Ekrem İmamoğlu, seçim sonrası yaşanan süreci değerlendirdi. Sözcü’den Özlem Gürses’in sorularını yanıtladı. İmamoğlu, “Demokrasinin yok sayıldığı, ‘kazanana kadar seçim yapalım’ anlayışı ile Türkiye’ye büyük yaralar açarlar” açıklaması yaptı.
Yeniden seçim tartışmalarına ilişkin soyuya ise “Hazırlıklıyız tabii. Ama bunları düşünmek bile istemiyorum” diyerek yanıt verdi.
İmamoğlu’nun sorulara verdiği yanıtlaş şöyle:
“Bizi hiçbir eksiklikten vuramazlar”
YSK’nın son kararına rağmen hala vatandaşların çoğunda şu duygu var; “Bunlar bir iş çeviriyorlar.” Sizde de var mı bu his?
Hukukun ya da Türkiye’deki mevcut adalet düzeninin son kararına kadar bizim bir eksiğimiz olmaz, bizi hiçbir eksiklikten vuramazlar. Bu kadar net…
“Büyükçekmece’de seçmen yazdılar, sandık görevlisi FETÖ’cüydü, yok efendim bir stratejik akıl devreye girdi…” Bu cümleler kuruluyor şu anda…

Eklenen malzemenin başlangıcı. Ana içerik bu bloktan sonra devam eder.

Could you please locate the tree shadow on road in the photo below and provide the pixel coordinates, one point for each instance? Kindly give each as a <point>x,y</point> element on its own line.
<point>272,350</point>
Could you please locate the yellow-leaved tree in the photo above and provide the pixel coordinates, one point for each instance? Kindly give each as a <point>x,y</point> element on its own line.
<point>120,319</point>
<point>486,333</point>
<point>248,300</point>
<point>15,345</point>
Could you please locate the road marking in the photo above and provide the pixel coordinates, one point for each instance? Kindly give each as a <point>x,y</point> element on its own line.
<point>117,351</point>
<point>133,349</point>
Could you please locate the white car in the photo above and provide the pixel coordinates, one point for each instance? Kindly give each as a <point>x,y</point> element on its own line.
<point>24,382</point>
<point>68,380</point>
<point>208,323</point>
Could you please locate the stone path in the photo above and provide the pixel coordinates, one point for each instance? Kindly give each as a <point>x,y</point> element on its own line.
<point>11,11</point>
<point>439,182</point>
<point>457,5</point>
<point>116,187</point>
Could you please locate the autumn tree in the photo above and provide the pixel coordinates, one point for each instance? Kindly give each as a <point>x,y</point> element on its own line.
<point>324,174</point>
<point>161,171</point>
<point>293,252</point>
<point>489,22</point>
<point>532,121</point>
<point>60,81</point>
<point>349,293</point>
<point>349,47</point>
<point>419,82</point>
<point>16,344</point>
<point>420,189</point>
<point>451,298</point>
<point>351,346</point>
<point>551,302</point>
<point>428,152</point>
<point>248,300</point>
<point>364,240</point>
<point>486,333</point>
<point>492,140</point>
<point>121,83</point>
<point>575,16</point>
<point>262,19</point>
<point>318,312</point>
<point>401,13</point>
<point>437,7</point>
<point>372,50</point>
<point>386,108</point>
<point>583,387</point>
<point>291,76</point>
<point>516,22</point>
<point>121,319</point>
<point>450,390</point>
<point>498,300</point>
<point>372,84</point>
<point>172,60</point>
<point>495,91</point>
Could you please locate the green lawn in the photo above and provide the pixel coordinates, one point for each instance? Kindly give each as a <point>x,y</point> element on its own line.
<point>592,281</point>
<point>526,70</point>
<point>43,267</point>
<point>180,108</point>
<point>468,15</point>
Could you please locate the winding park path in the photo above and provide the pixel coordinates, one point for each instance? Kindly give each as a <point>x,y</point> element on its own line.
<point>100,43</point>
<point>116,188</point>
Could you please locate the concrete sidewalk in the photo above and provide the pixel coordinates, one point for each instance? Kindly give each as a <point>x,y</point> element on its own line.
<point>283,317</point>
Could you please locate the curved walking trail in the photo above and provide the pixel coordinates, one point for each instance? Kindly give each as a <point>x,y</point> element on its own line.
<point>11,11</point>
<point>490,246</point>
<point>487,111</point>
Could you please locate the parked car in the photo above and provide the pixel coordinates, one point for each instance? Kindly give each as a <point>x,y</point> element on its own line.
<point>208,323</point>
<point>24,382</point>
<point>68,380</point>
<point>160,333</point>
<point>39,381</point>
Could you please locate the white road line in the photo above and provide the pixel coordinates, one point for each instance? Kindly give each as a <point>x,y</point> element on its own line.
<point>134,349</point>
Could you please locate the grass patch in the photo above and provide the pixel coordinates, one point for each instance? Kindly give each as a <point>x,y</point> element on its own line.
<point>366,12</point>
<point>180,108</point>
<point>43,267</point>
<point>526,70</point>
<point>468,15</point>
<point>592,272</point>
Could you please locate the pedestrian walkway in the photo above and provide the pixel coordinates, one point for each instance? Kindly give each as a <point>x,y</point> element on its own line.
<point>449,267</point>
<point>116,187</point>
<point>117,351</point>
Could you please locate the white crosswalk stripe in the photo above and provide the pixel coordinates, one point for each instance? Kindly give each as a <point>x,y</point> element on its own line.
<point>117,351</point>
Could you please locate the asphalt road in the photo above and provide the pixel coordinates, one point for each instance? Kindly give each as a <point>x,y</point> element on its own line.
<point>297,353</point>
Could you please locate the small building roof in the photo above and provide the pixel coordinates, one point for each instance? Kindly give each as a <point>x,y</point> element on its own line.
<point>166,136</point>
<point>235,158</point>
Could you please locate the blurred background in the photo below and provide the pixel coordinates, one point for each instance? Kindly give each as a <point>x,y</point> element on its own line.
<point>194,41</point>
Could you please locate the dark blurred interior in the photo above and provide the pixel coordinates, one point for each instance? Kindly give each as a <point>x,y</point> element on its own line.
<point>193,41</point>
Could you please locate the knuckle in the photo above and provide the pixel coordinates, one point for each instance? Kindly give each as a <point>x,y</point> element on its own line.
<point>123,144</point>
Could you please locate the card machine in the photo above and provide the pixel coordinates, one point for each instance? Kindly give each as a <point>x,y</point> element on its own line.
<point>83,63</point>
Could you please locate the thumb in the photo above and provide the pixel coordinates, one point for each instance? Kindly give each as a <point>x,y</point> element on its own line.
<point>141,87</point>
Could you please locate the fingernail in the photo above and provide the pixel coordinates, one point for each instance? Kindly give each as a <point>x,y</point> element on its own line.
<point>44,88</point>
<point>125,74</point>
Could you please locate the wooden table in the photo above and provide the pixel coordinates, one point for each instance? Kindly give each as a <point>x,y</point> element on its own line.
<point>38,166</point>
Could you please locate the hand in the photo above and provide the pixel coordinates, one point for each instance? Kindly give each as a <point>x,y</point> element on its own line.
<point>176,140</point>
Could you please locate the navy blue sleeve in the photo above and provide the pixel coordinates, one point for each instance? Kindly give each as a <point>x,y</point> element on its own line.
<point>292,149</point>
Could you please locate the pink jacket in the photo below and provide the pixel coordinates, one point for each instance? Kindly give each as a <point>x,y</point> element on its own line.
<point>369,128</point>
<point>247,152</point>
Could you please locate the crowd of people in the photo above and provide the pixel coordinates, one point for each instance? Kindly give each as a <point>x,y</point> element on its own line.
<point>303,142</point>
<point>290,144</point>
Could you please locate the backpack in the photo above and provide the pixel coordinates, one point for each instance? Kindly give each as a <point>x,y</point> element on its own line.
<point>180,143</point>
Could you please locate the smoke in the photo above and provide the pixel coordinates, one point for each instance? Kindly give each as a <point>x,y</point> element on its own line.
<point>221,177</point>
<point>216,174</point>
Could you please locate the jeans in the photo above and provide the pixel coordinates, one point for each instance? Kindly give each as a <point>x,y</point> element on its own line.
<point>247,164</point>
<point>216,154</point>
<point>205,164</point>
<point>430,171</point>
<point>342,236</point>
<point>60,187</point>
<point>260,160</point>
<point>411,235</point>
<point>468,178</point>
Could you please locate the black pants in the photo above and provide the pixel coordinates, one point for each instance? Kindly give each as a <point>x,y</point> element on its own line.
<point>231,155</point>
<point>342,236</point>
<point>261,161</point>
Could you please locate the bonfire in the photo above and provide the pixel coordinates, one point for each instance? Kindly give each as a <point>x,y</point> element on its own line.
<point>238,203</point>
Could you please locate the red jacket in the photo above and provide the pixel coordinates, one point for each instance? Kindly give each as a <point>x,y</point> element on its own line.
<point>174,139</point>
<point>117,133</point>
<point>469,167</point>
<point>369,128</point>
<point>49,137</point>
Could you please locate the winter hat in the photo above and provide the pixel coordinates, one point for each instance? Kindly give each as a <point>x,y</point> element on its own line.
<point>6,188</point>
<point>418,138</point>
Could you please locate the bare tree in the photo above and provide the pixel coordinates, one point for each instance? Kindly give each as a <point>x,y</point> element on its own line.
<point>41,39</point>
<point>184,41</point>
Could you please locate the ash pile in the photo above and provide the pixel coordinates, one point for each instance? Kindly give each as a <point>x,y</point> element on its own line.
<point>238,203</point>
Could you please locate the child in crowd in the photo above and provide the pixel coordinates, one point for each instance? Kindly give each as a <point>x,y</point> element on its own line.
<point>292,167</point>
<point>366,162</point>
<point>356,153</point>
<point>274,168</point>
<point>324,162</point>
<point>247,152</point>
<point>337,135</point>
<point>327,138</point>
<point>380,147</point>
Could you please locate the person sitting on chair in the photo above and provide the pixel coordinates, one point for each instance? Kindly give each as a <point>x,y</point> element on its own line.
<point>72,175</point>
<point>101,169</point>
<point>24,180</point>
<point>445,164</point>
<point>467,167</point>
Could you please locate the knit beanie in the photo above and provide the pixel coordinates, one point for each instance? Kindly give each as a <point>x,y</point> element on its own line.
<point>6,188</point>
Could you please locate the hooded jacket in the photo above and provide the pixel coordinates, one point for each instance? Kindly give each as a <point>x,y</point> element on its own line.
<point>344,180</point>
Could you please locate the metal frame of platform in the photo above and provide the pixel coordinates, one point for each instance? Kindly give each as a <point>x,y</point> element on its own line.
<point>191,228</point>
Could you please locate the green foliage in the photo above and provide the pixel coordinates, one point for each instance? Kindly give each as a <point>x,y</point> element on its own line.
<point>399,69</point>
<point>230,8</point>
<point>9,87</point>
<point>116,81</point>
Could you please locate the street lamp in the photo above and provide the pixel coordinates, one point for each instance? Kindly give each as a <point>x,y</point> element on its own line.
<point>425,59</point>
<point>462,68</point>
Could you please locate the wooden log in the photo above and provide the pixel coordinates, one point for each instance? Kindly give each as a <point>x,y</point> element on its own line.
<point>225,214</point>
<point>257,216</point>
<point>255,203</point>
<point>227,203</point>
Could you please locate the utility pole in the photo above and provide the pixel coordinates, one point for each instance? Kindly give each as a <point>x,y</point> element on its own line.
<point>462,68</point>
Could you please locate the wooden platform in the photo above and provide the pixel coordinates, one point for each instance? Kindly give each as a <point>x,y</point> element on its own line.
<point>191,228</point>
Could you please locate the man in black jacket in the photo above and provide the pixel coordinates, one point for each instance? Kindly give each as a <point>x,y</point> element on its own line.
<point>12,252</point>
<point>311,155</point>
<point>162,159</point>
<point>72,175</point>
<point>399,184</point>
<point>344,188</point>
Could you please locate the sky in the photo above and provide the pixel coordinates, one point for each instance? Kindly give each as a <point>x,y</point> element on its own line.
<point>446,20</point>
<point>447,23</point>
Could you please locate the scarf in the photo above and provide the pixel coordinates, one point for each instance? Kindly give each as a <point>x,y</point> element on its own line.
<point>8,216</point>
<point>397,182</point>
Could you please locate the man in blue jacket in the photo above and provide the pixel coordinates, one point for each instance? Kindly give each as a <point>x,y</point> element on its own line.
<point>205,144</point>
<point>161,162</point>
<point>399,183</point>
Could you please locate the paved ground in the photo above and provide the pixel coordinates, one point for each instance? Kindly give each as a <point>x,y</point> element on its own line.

“Açmak istedikleri gedik onları yutar”
“Bizi hiç ilgilendirmez. Onu gitsinler o atamaları yapan devletin bakanlarına, valilerine, kaymakamlarına, kimse ilgilisi, yetkilisi, sorumlusu ona sorsunlar. İstihbaratın başında değiliz, hükümeti yöneten biz değiliz. Şu anda sadece “durumdan vazife çıkartıp” sözüm ona bir “gedik açma” çabası içindeler. Ama o açmak istedikleri gedik onları yutar. Biz 16 milyon vatansever vatandaşına inanmış ve onların katkılarıyla ayakta duruyoruz.”
“Yeniden seçim derlerse…”
Her senaryoya hazırlıklı mısınız? Mesela ‘Yeniden seçim’ derlerse…
“Hazırlıklıyız tabii. Ama bunları düşünmek bile istemiyorum. Biz burada toplumsal menfaatimizi, milli menfaatimizi düşünüyoruz. Konuştuğumuz her şeyin Türkiye’de açacağı yaraları uluslararası platformda tamir etmemiz çok güçleşir. Türkiye’nin 145 senelik bir demokrasi serüveni var, Tanzimat’tan bu yana… Böyle bir demokrasiyi yaşayan Türkiye, bir anda bunu yok sayıp akıl almaz kararlarla bütün emekleri heba edemez.”
“Kazanana kadar seçim yapalım” anlayışı
“Demokrasinin yok sayıldığı, “kazanana kadar seçim yapalım” anlayışı ile Türkiye’ye büyük yaralar açarlar. Benim savunduğum şey ‘Ekrem İmamoğlu seçimi kazansın’dan çok öte. Milli menfaatlerimizi, demokrasi sürecimizi koruma adına bir mücadeledir bu.”